Research published last year by the Responsible Gambling Trust on FOBTs found that 37% of users were problematic gamblers. It also found that 80% of those who bet an average of £13.40 per spin or more were problematic gamblers. FOBTs will still be available for play at £100 per spin. The government’s measures have put the “fox in charge of the hen house” by encouraging bookmakers to sign players up to loyalty cards so they can seamlessly access stakes over £50. Already the bookmakers are bombarding FOBT players with emails and text messages with “free play” and bonus play” offers. Worryingly some bookmakers have turned their loyalty cards into cash top up cards for use not just on FOBTs but on remote gambling sites also. These measures are likely to exacerbate problem gambling not “help players to stay in control”.

So at Westminster the Tories brought forward non-evidence based measures focused on an arbitrary £50 figure, whilst in Scotland the SNP led Holyrood Executive announced, to the shock of its backbench assembly members, that it wouldn’t require betting operators to seek planning permission for new shops. In Scotland the SNP came in for heavy criticism for this decision, all the more surprising given their demand for greater powers to curb the proliferation of betting shops. On this aspect they already had the power to do something and didn’t. William Hill is the largest betting operator in Scotland and it is interesting that their former Chief Executive is an SNP supporter along with his wife, who donated £50,000 to the independence campaign last year.

Despite the Conservative attempts to shift it, the FOBT barnacle is still firmly stuck to their boat and they can’t escape an immediate question in the coming weeks: will the government reduce the stake to £2 per spin? That is what 93 Councils of cross party leaning, across England and Wales, have demanded and the new Secretary of State and his junior minister will have to answer by the end of June. This is where Tory policy toward FOBTs becomes confusing. The newly appointed Secretary of State John Whittingdale thinks FOBTs “are the cannabis of gambling” rather than, as most commentators refer to them, the “crack cocaine” and in his role on the DCMS select committee recommended more FOBTs be allowed in betting shops.
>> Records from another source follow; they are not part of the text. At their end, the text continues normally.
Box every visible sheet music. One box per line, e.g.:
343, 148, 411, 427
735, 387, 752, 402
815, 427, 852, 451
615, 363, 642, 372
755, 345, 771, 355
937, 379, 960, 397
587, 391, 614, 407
Meanwhile the junior minister, Tracey Crouch, has campaigned in her local constituency against FOBTs and is on record saying “I believe that we should look carefully at limiting them or limiting the stakes that people can place on them”. So what is Tory policy on FOBTs post the general election? A question I raised on the floor of the House of Commons last week.

Like the Tories, the SNP appear to be confused about how to deal with FOBTs, on one hand leaving betting shops in Scotland to open in any premises on any high street they wish, but at the same time calling on Westminster to devolve greater powers over gambling to Holyrood. In their election manifesto they said “there is no doubt that FOBTs cause harm and hardship in communities across Scotland… the problem of FOBTs is linked to the proliferation of betting shops”.

With the Tories effectively without a policy on FOBTs and a possible ministerial split in determining one, and the SNP unable to differentiate between dealing with an issue of significance across the whole country and wanting to pin it to a devolved agenda, it will fall to the Labour Party to continue the real debate about how to deal with these highly addictive machines.

That debate looks set to kick off in the House of Lords shortly with a Private Members Bill calling for a £2 cap, followed by the governments’ response to 93 Councils demanding the same. The Tories old barnacle may get bigger and land itself on the SNP’s boat as well!